The Boeing manufacturing facility in North Charleston, S.C., on May 4, 2020. (Sam Wolfe/Bloomberg)

The Federal Aviation Administration plans to investigate fresh concerns that Boeing employees tapped to conduct safety work on behalf of the government face pressure to serve the company's interests rather than those of the public.

In a letter to Boeing released Tuesday, the FAA summarized a recent investigation into the company's Organization Designation Authorization (ODA) unit, saying some employees described conflicts of interest, pressure from Boeing staff and struggles to be transparent with the government. The unit's employees are on Boeing's payroll but conduct oversight work for the FAA.

"Boeing's company culture appears to hamper members of the ODA unit from communicating openly with the FAA," wrote Ian Won, acting manager of the FAA's Boeing safety oversight office. "Further, the organizational structure also appears to provide a strong influence on how unit members are appointed, managed, and allowed to perform authorized functions, which provides ample opportunity for interference rather than independence."

Some Boeing employees have long harbored similar concerns, which were highlighted during investigations into the flawed development of the 737 Max. Congress rewrote aviation safety laws after investigating how two of the jets became involved in deadly crashes months apart, aiming to strengthen the FAA's oversight of Boeing.

One Boeing employee involved in the preliminary stages of the new FAA investigation described a corporate culture promoting the view that employees were "supposed to be a rubber stamp," according to excerpts Wobn shared with Boeing. Another said they "were very aware that my bringing up issues is not appreciated."

The agency's investigation, first reported by the Wall Street Journal, was conducted between May and July, according to Won's letter. It involved interviewing 32 Boeing staff members, said FAA spokeswoman Crystal Essiaw.

In his letter, Won outlined a plan to conduct an anonymous survey of all 1,400 employees in the safety unit. The agency would then work with Boeing to address problems, according to the FAA's letter.

Boeing said it has referred the FAA's preliminary results for an internal review, reiterated to managers they are expected to respect the safety unit's independence and supports the FAA's plan to carry out a further survey.

"We take these matters with the utmost seriousness, and are continuously working to improve the processes we have in place to ensure the independence of the ODA unit members," the company said in a statement.

The FAA doesn't have enough staff to fully conduct safety reviews of new Boeing aircraft designs and manufactures. Instead, it relies on company employees to take on much of the work on its behalf.

The employees in the department are supposed to be independent and focused on safety. But the new concerns identified by the FAA echo problems that House Transportation Committee investigators highlighted in their review of the Max crashes and past warnings from the Transportation Department's inspector general.
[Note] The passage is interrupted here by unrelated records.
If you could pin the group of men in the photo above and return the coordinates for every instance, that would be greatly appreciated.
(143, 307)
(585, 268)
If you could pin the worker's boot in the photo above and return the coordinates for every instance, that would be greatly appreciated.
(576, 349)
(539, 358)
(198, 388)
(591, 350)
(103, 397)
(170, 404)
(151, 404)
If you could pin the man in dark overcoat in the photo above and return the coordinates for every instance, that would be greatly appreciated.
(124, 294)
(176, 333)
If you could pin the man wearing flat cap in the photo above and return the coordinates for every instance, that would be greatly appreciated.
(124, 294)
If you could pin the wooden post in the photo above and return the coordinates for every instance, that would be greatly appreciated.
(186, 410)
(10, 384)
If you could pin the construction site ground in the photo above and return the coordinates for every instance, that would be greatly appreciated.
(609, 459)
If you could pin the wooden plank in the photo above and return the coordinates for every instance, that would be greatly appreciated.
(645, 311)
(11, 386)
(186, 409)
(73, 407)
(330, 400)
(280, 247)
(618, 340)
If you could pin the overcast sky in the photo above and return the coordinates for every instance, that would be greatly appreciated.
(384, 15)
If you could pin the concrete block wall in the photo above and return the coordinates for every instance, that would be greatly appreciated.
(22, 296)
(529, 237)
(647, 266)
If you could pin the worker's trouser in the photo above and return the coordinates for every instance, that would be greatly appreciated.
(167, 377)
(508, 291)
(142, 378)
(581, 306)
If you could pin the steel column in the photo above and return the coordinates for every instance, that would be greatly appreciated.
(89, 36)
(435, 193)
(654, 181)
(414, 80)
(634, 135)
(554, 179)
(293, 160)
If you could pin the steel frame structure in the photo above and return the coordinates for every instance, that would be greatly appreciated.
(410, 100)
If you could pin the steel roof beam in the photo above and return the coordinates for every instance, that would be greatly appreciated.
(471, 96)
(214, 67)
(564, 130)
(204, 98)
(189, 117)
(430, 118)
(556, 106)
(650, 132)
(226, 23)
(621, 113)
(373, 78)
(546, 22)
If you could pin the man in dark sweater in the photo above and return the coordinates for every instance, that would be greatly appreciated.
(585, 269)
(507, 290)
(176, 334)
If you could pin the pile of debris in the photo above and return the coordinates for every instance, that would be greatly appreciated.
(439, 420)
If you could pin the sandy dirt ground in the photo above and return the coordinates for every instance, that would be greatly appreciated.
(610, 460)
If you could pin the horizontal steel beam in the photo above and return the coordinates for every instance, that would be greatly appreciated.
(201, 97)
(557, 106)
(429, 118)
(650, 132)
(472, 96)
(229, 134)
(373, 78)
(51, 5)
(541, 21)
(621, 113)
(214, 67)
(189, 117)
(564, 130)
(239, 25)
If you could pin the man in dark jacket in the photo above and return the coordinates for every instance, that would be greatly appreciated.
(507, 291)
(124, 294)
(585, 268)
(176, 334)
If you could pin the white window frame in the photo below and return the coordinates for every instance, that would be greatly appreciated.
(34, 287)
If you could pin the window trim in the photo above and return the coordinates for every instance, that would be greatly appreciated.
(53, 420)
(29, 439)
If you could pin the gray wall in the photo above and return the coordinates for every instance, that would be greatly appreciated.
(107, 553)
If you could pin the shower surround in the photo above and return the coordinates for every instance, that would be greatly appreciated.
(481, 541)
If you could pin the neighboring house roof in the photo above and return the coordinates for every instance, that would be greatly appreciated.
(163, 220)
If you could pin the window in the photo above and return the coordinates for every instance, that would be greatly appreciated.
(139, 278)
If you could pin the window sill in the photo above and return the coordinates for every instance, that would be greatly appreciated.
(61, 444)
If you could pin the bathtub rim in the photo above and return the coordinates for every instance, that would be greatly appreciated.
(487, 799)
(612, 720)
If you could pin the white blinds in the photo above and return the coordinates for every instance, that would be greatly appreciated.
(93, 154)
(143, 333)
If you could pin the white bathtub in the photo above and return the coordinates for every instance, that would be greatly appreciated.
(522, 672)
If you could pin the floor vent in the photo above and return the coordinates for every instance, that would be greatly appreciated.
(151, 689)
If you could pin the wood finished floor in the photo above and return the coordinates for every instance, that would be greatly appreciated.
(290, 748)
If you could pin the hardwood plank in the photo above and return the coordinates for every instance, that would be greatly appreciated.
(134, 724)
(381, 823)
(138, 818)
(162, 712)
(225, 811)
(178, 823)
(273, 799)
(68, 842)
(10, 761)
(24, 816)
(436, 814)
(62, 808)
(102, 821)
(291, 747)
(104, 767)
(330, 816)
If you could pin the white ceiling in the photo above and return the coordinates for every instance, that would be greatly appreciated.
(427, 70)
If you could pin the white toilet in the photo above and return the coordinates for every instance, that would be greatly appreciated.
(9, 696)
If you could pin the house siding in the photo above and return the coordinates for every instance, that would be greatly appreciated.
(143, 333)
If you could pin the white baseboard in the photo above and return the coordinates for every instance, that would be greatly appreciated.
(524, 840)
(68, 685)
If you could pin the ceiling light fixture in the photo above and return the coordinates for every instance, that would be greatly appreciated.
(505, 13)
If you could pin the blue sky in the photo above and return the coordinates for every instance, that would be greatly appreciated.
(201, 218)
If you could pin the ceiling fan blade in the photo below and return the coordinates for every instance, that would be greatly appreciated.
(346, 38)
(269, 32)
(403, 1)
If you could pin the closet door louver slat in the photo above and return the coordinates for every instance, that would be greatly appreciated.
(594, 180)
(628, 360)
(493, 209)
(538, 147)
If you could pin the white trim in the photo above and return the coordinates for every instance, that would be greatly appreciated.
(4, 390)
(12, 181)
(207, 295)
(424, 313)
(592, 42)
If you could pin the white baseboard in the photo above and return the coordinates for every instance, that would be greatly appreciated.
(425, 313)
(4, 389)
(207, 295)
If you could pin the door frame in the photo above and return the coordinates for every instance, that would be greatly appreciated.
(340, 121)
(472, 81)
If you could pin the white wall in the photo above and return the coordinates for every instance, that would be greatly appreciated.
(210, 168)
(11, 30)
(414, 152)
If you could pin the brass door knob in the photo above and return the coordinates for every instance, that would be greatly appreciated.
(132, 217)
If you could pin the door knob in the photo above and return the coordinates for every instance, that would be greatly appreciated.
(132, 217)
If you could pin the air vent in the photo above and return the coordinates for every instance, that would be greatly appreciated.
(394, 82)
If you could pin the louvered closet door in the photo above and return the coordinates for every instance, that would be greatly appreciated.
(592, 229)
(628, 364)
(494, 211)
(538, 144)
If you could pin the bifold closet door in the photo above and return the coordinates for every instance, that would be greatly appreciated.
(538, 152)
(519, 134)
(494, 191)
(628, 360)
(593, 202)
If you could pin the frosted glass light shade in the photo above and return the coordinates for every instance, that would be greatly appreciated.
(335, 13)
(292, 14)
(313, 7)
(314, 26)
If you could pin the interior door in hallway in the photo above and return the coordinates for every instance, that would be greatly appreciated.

An internal Boeing review from 2016, during the development of the Max, found that about a third of safety unit employees were concerned about interference from other parts of the company and the consequences of reporting their worries. In interviews with the House committee staff, two senior Boeing officials dismissed the concerns.

Nonetheless, the committee concluded that Boeing staff who "were supposed to serve as the eyes and ears of the FAA on the ground at Boeing, instead left the FAA largely in the dark about issues that impacted certification, conformity and safety-related matters."

The House investigation helped spur changes to a law, passed in December, designed to give the FAA new tools to ensure Boeing and other manufacturers follow safety rules.

The FAA cleared the Max as safe to fly again in November after grounding it for almost two years while Boeing worked on fixes to software implicated in crashes that killed 346 people.

Rep. Peter A. DeFazio, D-Ore., chairman of the House Transportation Committee, said he was "deeply troubled, but not surprised" by the results of the latest FAA investigation.

"Changing these cultural issues that undermine safety and jeopardize the public will take time," he said. "The FAA needs to ensure it is moving as fast as possible to install a new culture at FAA and Boeing that is based solely on a safety-first mentality."

The new review of the safety unit underscores the FAA's efforts to hold Boeing accountable. In February, the agency fined Boeing $5.4 million for not meeting the terms of a wide-ranging legal settlement with the government. At the same time, it issued fines for another $1.2 million to resolve allegations that managers had interfered with safety unit members working on the 787.